Croissance et écologie : compatibles ?

Actuellement, les médias évoquent régulièrement la notion de développement durable. Les politiciens et les entreprises se sont donc appropriés un discours vert, source potentielle de business selon certains.

Les limites du développement durable

Toutefois, plutôt que de mettre le développement durable à toute les sauces, il aurait été plus judicieux de prendre le temps de le définir à premier abord. Après tout, savons-nous quels types de développement sont durables ou dans quelles limites ils le sont ?

En principe, le développement durable doit permettre une croissance économique sans avoir recours à une croissance des émissions de gaz à effet de serre.

Mais l’amélioration des rendements et de la productivité dans notre société a presque toujours été compensée par une croissance de l’usage et de la production entraînant finalement une accentuation de l’empreinte écologique.

Nous vivons dans une société de consommation. Qui dit consommation dit production. Qui dit production dit pollution et épuisement des ressources limitées (matières premières et énergie). Nous avons ainsi consommé en un siècle la moitié des énergies fossiles accumulées en 100 millions d’années…

En effet, depuis les débuts de l’ère industrielle, on note une forte concordance entre la croissance économique (la croissance du PIB) et la croissance des émissions de gaz à effet de serre.

Alors que plus de 70 % des Français veulent vivre en maison individuelle et que l’objectif de beaucoup d’entre eux est de changer de voiture pour en acheter une plus grande et plus performante, la tendance de la société française n’est pas à la réduction de son empreinte écologique

La croissance économique “propre” sans accoître l’empreinte écologique, ça n’est pas encore pour aujourd’hui ! Par ailleurs, avouons qu’il y a encore beaucoup de gens qui sont prêts à s’engager en faveur de l’environnement à condition qu’il ne soit pas nécessaire de modifier significativement leur mode de vie.

Mais si chacun pense de cette manière, il sera difficile de faire évoluer les choses…

En France, où 1 emploi sur 10 est directement ou indirectement lié à l’industrie automobile, comment concilier des objectifs de plein emploi qui représentent l’essentiel des programmes des grands partis politiques et les objectifs du protocole de Kyoto dont le thème principal consiste en la réduction des émissions de gaz à effet de serre ?
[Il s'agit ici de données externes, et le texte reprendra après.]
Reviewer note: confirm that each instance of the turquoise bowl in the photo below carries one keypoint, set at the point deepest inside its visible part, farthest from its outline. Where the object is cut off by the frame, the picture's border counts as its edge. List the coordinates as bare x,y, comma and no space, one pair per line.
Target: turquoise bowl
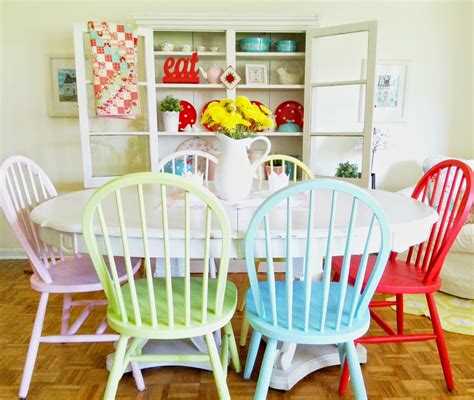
255,45
287,46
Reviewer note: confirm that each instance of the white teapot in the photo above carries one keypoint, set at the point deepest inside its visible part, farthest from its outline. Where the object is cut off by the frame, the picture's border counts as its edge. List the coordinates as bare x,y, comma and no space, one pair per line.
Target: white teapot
212,74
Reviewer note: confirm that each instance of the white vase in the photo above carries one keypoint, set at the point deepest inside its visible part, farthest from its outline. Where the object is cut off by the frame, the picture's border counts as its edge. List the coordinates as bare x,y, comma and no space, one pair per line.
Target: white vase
234,172
171,121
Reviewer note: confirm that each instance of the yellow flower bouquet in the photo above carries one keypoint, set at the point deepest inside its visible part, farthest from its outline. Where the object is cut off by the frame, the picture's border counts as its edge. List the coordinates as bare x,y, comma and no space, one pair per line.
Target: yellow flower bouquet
237,119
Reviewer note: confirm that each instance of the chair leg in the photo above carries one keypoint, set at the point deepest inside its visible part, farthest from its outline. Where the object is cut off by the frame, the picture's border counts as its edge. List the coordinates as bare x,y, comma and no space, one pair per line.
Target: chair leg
217,370
344,381
212,268
252,353
357,379
266,370
33,346
67,300
117,367
440,341
241,306
136,348
244,331
234,352
400,314
341,350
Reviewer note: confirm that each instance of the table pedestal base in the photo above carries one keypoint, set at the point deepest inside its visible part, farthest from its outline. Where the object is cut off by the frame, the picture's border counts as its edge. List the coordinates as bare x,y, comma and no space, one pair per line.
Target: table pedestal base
178,346
307,359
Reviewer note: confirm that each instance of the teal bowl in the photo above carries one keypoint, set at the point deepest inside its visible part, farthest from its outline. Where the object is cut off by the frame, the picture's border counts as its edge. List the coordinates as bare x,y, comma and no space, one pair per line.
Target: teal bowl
255,45
286,46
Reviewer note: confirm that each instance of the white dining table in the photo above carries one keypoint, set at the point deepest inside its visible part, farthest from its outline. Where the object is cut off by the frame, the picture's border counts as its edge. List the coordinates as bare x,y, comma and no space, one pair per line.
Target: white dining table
59,221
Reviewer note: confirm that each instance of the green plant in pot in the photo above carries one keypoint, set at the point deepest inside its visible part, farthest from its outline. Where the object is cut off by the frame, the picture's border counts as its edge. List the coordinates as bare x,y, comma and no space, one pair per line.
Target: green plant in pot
347,170
171,107
277,167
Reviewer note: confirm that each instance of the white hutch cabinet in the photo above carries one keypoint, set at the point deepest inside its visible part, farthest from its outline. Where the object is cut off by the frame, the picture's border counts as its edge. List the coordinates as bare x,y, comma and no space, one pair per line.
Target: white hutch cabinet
336,91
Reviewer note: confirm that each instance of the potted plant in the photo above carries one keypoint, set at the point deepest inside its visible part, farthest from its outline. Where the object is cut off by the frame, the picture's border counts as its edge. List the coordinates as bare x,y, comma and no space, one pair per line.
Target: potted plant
274,166
236,122
347,170
171,107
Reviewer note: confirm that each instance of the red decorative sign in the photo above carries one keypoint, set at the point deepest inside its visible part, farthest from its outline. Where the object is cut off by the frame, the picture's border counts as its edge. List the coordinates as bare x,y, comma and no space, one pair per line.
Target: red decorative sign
182,70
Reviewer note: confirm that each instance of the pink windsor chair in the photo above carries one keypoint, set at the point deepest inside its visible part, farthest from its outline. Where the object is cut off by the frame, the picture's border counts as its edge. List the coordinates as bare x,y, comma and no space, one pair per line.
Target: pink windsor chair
23,186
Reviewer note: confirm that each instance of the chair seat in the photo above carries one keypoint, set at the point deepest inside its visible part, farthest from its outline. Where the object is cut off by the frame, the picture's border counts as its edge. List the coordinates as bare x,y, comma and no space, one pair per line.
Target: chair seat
297,334
398,277
180,330
77,274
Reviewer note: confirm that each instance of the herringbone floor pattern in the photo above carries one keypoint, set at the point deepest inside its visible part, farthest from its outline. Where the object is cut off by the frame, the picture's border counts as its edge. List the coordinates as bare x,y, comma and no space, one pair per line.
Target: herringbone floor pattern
77,371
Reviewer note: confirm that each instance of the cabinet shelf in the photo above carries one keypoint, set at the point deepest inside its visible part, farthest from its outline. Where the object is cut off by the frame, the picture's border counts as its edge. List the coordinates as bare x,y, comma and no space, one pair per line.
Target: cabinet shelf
270,55
190,86
270,87
204,133
209,54
201,133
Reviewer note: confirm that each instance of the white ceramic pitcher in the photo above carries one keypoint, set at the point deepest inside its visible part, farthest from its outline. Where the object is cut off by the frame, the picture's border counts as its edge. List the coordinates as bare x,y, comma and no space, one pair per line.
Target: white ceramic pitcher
234,172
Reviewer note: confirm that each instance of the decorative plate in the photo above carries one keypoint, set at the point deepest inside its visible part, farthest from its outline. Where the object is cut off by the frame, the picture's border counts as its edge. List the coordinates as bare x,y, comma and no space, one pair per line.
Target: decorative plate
188,116
209,128
198,144
290,111
230,78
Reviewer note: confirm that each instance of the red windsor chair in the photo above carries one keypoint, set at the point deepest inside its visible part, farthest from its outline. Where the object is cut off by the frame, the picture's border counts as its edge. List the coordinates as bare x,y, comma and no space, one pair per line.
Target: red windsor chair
447,187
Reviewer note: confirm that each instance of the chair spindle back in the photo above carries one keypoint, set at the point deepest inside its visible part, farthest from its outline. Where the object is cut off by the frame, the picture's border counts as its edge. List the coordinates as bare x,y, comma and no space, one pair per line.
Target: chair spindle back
23,186
146,195
448,188
346,301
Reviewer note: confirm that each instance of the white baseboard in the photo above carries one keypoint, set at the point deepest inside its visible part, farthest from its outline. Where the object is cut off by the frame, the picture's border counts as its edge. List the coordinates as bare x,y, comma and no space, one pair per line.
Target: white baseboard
12,254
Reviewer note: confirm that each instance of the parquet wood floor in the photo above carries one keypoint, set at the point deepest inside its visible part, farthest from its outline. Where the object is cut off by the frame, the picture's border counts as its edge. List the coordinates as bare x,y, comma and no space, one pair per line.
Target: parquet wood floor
77,371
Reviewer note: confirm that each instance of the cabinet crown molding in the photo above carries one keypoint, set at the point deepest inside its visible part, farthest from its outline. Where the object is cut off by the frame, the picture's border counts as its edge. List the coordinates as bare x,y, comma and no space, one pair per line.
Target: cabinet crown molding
225,20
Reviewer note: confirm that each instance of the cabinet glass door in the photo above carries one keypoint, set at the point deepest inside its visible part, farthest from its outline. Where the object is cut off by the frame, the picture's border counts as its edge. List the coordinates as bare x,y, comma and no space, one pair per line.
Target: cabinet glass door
339,89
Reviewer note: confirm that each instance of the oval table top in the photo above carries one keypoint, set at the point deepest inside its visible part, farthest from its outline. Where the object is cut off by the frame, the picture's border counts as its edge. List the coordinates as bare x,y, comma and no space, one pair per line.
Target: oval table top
410,220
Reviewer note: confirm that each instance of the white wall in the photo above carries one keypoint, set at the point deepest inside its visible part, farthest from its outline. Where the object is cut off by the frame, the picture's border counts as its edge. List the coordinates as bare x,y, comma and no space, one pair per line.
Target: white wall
436,37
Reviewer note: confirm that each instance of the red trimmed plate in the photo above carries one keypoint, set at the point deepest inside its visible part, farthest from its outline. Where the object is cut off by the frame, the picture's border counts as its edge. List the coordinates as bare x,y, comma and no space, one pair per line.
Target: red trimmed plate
258,103
215,129
290,111
188,116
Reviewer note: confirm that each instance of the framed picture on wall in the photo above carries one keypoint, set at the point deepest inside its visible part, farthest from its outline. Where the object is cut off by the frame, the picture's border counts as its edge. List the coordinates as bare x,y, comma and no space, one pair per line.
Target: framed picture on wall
256,74
62,89
389,91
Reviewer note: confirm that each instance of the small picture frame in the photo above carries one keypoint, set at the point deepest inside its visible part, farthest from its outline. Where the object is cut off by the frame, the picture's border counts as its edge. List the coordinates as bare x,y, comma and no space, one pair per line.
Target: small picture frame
389,90
256,74
62,88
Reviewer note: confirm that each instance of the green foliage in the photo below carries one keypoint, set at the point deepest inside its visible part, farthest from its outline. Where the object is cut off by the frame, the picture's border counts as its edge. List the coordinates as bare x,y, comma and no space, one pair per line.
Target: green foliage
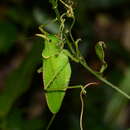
7,29
56,72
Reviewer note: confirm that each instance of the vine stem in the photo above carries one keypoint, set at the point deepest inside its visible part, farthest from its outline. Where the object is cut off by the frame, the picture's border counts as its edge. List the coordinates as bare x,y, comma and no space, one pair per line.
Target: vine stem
103,79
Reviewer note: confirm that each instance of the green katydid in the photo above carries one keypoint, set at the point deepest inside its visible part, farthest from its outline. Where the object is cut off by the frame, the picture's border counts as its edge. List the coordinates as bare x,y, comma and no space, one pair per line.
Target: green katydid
56,70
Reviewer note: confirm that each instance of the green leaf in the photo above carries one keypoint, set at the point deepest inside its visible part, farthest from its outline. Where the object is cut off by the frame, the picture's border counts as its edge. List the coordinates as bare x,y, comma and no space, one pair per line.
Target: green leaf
56,73
99,48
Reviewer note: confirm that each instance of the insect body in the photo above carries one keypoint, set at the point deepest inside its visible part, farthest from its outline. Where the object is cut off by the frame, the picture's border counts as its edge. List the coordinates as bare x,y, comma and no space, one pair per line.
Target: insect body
56,72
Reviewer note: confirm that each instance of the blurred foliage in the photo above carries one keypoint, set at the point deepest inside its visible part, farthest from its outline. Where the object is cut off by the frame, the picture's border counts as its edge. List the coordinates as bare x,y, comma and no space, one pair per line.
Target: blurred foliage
22,106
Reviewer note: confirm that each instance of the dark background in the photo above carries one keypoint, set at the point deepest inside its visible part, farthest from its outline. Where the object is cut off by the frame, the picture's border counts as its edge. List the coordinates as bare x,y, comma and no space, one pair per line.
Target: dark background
22,101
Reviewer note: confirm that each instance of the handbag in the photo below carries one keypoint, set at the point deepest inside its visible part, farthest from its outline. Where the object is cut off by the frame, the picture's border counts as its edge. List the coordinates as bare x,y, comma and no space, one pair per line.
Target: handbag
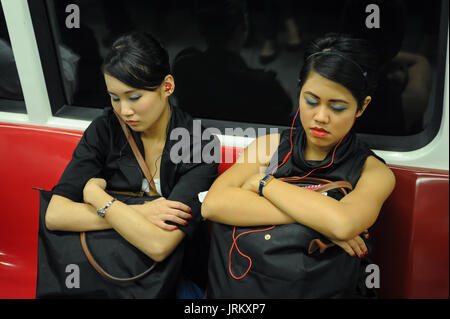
101,264
283,261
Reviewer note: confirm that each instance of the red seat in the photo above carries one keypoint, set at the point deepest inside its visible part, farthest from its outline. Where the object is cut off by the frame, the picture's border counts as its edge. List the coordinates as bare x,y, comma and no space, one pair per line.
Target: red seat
410,238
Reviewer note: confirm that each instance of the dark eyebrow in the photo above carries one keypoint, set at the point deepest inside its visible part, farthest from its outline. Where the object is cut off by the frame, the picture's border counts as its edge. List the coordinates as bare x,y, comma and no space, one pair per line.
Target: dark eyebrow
332,100
126,92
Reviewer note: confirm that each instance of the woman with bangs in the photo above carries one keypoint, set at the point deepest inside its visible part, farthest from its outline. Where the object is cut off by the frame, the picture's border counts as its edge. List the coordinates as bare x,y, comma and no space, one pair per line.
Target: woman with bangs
337,81
138,80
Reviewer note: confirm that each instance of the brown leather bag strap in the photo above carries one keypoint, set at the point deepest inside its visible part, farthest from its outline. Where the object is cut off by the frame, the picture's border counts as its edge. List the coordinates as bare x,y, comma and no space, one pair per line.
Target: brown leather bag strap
333,185
102,272
137,153
325,185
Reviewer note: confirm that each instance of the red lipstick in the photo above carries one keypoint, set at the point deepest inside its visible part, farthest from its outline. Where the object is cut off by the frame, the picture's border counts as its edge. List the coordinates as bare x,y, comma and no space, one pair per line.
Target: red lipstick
319,132
132,123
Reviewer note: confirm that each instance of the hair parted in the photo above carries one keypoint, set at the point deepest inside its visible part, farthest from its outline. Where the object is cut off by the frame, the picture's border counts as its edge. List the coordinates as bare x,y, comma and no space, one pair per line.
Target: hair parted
348,61
138,60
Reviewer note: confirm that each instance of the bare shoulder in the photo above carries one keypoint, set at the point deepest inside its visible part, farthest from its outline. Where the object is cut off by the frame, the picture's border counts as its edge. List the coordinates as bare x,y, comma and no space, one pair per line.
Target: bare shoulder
377,177
261,150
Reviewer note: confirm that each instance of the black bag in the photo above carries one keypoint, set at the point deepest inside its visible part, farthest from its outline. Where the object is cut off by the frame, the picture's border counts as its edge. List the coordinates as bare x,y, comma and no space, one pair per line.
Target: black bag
284,261
65,272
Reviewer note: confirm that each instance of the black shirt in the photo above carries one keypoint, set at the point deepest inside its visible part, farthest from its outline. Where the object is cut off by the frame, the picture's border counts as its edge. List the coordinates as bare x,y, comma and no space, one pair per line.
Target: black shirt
103,152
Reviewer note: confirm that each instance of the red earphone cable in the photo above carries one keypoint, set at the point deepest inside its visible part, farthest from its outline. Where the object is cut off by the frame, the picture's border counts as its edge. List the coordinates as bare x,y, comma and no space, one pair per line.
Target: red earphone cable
272,227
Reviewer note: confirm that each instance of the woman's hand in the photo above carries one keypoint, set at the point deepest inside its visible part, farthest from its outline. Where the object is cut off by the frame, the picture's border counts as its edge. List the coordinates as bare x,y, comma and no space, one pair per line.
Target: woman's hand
161,210
354,247
91,185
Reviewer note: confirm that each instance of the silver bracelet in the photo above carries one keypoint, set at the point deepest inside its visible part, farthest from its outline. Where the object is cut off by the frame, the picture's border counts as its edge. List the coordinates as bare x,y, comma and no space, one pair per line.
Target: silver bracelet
102,211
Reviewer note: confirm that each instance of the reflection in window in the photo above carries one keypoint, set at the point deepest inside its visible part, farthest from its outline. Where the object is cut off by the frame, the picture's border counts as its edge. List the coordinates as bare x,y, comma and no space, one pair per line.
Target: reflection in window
11,96
239,60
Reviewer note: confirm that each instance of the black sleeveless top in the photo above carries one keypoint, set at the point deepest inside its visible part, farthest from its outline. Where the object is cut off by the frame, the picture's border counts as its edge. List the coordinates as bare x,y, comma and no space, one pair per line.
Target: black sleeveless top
348,162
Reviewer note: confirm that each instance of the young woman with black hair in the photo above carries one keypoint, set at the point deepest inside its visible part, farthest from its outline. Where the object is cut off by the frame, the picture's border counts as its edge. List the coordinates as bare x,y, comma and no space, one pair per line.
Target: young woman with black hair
336,82
138,80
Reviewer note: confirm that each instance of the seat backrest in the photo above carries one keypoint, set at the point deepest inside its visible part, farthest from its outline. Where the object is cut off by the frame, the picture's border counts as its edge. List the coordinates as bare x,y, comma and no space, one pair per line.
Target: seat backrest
411,241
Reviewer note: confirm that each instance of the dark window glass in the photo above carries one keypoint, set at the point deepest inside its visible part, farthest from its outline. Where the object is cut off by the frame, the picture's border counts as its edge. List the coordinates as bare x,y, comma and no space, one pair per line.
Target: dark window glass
240,61
11,97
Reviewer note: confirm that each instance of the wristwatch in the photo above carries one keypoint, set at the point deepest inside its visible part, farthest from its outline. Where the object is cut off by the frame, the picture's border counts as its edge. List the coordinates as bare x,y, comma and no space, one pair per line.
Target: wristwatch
264,181
102,211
Dans quelle mesure la croissance économique est-elle compatible avec la préservation de notre planète  ?

La majorité des politiciens n’aborde pas la question écologique dans son intégralité, ni sa capacité à s’intégrer à notre monde actuel : économique, industriel, globalisé.

D’autant que beaucoup d’entre eux sont parfois contradictoires dans leurs propos, notamment en faisant l’éloge d’Airbus ou en promouvant l’installation d’un parking en centre ville, tout en se disant très concerné par les objectifs de Kyoto

Cependant, n’oublions pas que les politiciens sont à l’image de leurs électeurs : ils ne sont souvent pas plus informés, ni plus préoccupés qu’eux, donc nous. Nous ne pouvons donc leur exiger ce que nous n’exigeons pas de nous-même.